Biden’s 50-minute speech wasn’t overtly partisan; he even stressed that he personally likes many of his political opponents. But he sees their ideas as unworkable.
“Our Republican friends say we could get a whole lot more jobs created if we paid people the minimum wage, if we paid them just $10 an hour,” he said. “But guys, that’s not what the middle class is about. That’s not what builds the middle class. You’ve got to make and have enough money to own a home, to send your kid to college, to live in a safe neighborhood.”
Home ownership is especially fundamental, he said, noting that no one grows up in America dreaming of “renting a nice place.” He provided some of the nuts-and-bolts of a program Obama hinted at in the State of the Union speech, a way to encourage banks to refinance mortgages and “repay the deficit of trust” they created when taxpayers bailed them out.
The program will help Americans – likely including many CWA members, Biden said -- who’ve been paying their mortgages on time every month but have been unable to refinance at a lower interest rate because they’re underwater, owing more than their home is now worth.
Up to now, banks have been turning down homeowners in exactly that predicament. “The president had a great idea – a trust,” Biden explained. “With a very, very small fee, literally pennies on a hundred dollars for banks with assets over $50 billion, we can create a fund, about $9 billion. The details are still being worked out, but it won’t cost the taxpayers a penny.”
Soon, he said. “You’ll be able to go down to your local banker and they can’t say anymore that they can’t take a chance, because the fund will back it up.” On average, refinancing would put $3,000 a year into the pockets of 14 million homeowners.

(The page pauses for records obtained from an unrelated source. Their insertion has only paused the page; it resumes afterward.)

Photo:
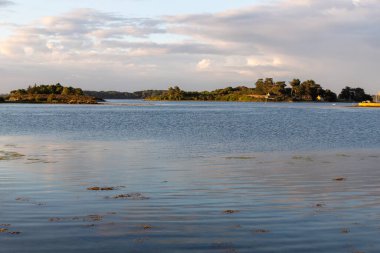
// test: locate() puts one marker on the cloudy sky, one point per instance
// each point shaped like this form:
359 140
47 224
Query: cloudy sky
131 45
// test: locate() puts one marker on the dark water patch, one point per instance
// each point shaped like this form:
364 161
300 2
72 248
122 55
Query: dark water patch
131 196
10 155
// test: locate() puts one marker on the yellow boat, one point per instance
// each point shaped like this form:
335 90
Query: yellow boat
369 104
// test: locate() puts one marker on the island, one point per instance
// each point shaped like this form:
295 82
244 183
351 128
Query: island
265 90
51 94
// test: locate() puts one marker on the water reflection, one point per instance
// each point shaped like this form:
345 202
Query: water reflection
243 202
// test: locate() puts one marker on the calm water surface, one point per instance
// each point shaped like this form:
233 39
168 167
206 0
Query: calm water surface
196 177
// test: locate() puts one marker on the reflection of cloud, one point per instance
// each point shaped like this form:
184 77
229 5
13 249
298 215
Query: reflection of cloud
331 41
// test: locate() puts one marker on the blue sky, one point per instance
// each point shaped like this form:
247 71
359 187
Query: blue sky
150 44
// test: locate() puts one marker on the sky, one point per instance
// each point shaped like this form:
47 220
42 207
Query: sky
130 45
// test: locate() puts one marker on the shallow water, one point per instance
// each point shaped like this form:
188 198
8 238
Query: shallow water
210 177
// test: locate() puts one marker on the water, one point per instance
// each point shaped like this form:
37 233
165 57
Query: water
184 165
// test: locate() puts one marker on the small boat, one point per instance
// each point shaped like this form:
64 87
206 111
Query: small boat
369 104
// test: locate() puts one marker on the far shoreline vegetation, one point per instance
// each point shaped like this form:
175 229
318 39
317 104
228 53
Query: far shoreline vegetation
266 90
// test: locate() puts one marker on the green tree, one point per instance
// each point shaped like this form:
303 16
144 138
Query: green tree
65 91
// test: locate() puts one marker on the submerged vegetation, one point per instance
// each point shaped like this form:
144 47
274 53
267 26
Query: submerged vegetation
55 93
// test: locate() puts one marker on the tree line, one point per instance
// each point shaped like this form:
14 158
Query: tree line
52 89
268 90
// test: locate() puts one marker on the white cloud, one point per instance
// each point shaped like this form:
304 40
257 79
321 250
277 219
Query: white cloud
335 42
204 64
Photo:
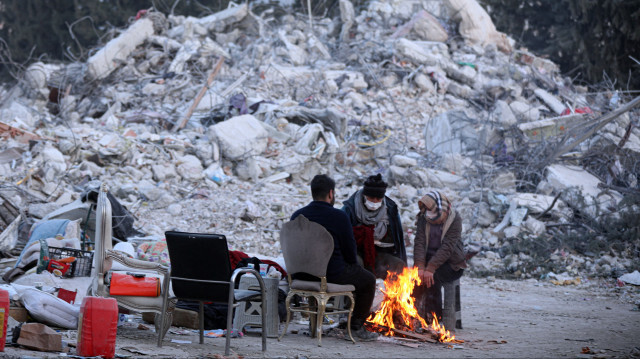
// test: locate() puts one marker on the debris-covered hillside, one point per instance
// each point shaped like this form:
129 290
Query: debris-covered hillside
217 124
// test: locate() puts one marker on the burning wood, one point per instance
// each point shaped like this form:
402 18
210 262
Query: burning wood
398 315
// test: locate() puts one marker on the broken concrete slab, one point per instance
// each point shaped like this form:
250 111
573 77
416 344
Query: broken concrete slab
219 21
347 16
439 136
240 136
589 196
476 25
107 59
403 161
554 104
423 52
503 114
189 168
538 203
551 127
525 111
442 179
414 177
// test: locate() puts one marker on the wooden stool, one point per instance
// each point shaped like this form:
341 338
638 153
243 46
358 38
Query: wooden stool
451 308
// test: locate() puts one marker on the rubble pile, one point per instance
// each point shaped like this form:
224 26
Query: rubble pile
427 93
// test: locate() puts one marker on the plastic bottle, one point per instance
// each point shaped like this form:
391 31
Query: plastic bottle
97 327
4 316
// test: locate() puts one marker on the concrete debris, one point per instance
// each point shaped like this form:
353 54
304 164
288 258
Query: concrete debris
388 88
116 52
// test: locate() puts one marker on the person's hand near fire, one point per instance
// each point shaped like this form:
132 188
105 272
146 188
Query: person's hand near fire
426 277
438 250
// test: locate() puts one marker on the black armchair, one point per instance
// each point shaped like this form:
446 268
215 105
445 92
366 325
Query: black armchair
201 271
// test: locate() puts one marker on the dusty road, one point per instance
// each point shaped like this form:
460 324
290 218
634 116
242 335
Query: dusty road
501 319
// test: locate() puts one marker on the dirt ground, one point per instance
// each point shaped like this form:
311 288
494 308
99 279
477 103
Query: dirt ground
501 319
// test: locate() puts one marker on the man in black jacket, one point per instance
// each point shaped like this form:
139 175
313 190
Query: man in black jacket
343 267
377 228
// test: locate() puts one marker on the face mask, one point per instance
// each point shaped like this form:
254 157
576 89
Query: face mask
432 215
372 206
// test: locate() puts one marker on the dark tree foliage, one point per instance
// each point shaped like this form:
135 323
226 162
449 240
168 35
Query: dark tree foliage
590 40
66 30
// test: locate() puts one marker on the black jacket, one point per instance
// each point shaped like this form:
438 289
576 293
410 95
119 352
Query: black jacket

It’s one path toward restoring basic fairness in the United States, Biden said, the sense that if you work hard and play by the rules, you’ll be OK.
It brings back for him another memory of his dad, earlier in his childhood when the family was living with his grandparents in Scranton. At his son’s bedside one night, his dad said, “Joe, I’m going to move away for a year. I’m going to Wilmington. Uncle Frank’s down there. There are jobs down there, honey. It’s only 157 miles away and I’ll come home almost every weekend. And when I get a little bit of money, when I get a job, I’m going to bring you, your mom, Val and Jimmy down. “
Biden said, “I was disappointed as hell, but my dad looked at me and said, ‘It’s going to be OK.’ He wasn’t full of woe. It wasn’t tragic. He believed it was going to be OK. I don’t know if very many people in my old neighborhood could make that same walk upstairs today and have the same confidence that my dad had.”
His goal as vice president is to see that confidence restored. “When I joined the ticket I said, “I’ll judge whether we’ve succeeded or not by whether people are able to turn to their kids and say what my dad said to me.”
And then he brought his message full circle. “To do that, we need you,” he said. “We need unions. Unions built the middle class and unions provide that kind of jobs that even when workers aren’t organized, they benefit.”